16. Kronik yorgunluk sendromu, fibromiyalji, huzursuz bacak sendromu, omuz el sendromu gibi kronik ağrı ile seyreden hastalıkları tedavi eder.

17. Metabolizma hastalıkları (Diyabet, Tiroid hastalığı, Hipertansiyon) tedavi eder.

18. Romatizmal hastalıklarda (Romatoid Artrit, Sistemik Lupus Eritematozis, Kronik ağrı sendromu) etkilidir.

19. İç kulak tansiyonu olarak bilinen Meniere hastalığı baş dönmesi, kulakta dolgunluk hissi, çınlama ve işitme kaybının tedavisinde kullanılır.

20. Uyku apne sendromunda ozondan yararlanılır.

21. Kronik böbrek ve akciğer hastalıkların tedavilerini desteklemede kullanılır.

22. Kalp krizi gibi durumlardan sonra (ilk müdahale yapıldıktan sonraki süreçte) hastalığın kronik döneminde kullanılabilir.

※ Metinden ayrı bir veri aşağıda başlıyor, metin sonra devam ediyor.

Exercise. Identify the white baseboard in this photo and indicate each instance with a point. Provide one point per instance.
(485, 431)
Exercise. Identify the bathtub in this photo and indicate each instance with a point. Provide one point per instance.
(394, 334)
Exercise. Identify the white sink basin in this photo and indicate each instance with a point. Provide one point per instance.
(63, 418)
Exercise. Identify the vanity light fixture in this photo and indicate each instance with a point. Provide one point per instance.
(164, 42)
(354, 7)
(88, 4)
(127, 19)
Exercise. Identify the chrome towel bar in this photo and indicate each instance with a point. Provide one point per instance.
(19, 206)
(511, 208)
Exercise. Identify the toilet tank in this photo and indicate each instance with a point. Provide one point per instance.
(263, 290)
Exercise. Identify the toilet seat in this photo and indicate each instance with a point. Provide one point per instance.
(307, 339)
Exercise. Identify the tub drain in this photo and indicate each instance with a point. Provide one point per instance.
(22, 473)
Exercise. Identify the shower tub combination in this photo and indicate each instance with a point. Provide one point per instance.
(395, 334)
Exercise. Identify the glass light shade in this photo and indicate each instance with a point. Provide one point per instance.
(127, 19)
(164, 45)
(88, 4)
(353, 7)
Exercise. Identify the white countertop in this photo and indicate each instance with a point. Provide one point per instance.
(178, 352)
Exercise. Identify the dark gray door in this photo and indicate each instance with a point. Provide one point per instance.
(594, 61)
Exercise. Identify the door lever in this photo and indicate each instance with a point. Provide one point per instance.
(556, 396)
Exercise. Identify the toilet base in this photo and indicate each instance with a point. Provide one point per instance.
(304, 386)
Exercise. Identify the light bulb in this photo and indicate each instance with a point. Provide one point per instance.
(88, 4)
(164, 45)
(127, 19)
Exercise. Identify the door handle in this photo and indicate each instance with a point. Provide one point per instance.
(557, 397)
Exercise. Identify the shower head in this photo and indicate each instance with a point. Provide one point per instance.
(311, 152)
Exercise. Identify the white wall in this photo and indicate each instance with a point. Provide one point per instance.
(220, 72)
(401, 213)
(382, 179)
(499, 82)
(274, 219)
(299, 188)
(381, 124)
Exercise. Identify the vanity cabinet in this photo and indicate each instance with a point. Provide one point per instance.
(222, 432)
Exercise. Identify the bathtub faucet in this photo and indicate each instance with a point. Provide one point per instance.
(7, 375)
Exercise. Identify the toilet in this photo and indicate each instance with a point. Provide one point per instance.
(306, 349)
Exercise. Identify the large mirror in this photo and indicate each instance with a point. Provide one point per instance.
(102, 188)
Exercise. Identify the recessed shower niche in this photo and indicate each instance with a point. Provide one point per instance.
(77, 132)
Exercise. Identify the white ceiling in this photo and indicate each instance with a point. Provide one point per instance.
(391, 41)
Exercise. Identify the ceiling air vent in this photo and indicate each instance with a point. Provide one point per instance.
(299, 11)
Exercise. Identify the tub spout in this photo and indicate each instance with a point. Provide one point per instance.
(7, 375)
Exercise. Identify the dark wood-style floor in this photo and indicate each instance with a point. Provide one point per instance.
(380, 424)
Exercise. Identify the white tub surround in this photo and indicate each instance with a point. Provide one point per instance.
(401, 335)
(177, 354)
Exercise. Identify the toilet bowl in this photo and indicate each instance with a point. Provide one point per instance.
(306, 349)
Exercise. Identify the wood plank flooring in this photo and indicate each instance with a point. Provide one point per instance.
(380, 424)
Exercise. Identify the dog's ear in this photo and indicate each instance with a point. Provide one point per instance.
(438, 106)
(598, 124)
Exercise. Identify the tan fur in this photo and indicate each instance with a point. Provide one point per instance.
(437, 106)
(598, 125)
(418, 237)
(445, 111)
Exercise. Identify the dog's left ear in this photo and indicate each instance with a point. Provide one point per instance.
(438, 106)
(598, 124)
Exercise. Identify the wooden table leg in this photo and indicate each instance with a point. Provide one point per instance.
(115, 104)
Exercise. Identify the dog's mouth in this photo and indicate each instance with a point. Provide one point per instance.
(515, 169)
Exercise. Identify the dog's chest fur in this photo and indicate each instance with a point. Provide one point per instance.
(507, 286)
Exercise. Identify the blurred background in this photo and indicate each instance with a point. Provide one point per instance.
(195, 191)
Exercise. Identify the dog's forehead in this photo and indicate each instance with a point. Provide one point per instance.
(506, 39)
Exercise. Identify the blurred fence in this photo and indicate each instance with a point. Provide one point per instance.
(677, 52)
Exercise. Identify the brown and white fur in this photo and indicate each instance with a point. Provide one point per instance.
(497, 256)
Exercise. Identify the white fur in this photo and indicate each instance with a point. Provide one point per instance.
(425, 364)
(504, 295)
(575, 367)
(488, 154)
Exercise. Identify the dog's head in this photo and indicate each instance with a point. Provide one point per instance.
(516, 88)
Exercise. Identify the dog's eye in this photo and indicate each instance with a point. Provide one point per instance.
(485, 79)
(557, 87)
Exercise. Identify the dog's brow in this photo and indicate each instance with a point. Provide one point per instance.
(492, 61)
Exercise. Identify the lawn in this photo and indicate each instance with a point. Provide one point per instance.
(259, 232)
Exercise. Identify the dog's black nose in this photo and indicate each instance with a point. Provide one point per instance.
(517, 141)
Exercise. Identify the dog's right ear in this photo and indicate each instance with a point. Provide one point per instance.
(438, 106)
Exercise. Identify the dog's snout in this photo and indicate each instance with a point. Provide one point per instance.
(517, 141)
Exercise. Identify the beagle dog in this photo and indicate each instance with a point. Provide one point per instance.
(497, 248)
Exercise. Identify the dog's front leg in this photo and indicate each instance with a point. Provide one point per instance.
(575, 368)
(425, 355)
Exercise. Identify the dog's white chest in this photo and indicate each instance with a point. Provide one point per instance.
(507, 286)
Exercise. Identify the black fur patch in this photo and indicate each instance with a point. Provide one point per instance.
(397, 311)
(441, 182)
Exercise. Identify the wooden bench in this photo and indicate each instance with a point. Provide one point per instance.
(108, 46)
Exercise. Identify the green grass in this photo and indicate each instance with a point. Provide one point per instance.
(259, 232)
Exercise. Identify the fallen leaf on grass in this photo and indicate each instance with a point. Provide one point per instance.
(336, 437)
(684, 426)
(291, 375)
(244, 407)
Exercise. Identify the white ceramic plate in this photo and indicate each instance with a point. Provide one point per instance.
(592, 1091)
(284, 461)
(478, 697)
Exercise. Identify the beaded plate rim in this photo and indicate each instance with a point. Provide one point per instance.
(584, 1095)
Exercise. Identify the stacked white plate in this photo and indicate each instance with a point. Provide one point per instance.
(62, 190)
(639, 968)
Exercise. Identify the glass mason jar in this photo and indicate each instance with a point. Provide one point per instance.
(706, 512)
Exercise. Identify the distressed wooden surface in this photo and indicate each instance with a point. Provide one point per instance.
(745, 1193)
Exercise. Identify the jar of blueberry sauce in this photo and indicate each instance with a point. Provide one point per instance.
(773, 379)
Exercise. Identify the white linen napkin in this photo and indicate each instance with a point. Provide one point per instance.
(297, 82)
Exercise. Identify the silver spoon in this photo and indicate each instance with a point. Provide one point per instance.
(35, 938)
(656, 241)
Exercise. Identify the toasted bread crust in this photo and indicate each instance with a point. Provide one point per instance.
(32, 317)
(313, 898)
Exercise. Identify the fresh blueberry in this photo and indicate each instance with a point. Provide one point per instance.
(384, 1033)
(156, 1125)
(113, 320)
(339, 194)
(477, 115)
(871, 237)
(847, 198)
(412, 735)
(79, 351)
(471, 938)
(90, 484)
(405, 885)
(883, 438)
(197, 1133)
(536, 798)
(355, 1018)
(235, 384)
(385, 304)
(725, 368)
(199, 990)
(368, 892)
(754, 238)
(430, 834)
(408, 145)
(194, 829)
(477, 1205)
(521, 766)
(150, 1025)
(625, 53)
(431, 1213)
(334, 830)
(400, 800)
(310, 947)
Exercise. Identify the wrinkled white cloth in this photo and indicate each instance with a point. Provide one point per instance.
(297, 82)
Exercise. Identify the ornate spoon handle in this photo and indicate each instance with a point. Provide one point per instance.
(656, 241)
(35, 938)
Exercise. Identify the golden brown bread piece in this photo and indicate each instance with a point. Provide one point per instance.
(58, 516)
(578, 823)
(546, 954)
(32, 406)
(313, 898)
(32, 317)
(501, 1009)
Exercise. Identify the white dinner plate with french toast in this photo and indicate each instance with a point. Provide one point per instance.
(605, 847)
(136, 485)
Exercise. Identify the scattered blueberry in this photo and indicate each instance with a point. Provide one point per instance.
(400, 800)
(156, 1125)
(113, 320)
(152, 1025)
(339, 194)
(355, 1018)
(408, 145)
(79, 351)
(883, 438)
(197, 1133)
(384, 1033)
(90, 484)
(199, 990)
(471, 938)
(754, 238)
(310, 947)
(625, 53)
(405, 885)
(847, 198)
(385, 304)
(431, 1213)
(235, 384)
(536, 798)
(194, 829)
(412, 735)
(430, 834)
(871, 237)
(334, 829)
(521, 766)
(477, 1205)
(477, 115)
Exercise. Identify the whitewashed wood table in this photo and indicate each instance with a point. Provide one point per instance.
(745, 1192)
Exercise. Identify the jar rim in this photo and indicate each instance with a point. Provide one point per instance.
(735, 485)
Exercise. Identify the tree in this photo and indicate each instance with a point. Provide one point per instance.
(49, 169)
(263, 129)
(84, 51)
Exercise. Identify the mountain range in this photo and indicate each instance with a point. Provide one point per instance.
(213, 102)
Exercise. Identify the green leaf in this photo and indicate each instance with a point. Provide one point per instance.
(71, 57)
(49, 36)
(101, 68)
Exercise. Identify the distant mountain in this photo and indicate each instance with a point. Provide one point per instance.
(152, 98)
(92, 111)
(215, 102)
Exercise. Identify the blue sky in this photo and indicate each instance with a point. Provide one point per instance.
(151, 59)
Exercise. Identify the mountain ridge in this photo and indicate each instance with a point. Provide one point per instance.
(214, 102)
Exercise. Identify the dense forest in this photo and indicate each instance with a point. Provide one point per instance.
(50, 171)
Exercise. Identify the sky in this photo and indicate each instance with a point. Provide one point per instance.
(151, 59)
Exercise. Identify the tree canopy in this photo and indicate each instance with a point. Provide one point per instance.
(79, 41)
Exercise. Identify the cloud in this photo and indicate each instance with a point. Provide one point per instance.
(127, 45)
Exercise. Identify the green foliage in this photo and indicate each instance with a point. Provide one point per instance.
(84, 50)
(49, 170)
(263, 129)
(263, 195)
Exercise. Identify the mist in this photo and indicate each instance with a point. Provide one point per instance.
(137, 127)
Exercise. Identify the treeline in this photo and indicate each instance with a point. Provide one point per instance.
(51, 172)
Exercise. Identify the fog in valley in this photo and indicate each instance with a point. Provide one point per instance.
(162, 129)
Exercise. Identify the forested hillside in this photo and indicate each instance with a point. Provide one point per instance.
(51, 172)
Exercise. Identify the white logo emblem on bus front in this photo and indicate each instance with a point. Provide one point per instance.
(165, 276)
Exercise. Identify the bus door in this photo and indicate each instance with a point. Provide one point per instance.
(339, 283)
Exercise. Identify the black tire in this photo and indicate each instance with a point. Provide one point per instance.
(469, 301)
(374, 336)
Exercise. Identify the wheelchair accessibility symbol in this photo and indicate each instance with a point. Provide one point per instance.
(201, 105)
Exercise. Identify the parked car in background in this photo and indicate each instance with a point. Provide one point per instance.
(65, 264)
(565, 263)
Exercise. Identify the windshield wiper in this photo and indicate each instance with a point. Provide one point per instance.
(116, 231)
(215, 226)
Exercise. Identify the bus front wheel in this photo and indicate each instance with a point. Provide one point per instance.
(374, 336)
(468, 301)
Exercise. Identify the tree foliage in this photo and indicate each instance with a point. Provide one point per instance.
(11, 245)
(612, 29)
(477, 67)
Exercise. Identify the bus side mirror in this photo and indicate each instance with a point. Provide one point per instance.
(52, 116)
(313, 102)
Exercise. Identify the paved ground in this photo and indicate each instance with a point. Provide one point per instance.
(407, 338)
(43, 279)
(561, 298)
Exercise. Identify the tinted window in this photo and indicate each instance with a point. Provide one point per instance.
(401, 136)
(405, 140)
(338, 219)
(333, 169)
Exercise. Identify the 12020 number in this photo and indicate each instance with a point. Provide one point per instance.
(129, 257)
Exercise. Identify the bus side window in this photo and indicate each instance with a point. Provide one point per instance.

23. Görme bozukluklarının tedavisini desteklemede yardımcıdır.

24. Işın tedavisi (radyoterapi) sonrası, stresle mücadelede, uykusuzluk durumlarında faydalıdır.

25. Estetik amaçla (yüzde bulunan ince kırışıklıklara, selülitler ve zayıflama) kullanımı yaygındır.

26. Cinsel fonksiyon bozukluklarının tedavisini destekler.

Ozon Tedavisi Kimlere Uygulanmaz

Ozon tedavisinin uygulanamadığı durumlar da mevcut olmakla beraber oldukça sınırlıdır. Hamileliğin ilk 3 ayı, hipertiroidi hastalığının kontrol altında olmadığı dönem, kan pıhtılaşma bozukluğu ve Glukoz-6-fosfat dehidrogenaz enzim eksikliği (Baklagil tüketememe hastalığı olan Favizm) dışında her durum ve hastalık için gerekli şartlar oluştuktan sonra ozon tedavisi uygulanabilir.

Duamızın sonu; Âlemlerin Rabbi olan Allah’a hamdolsun.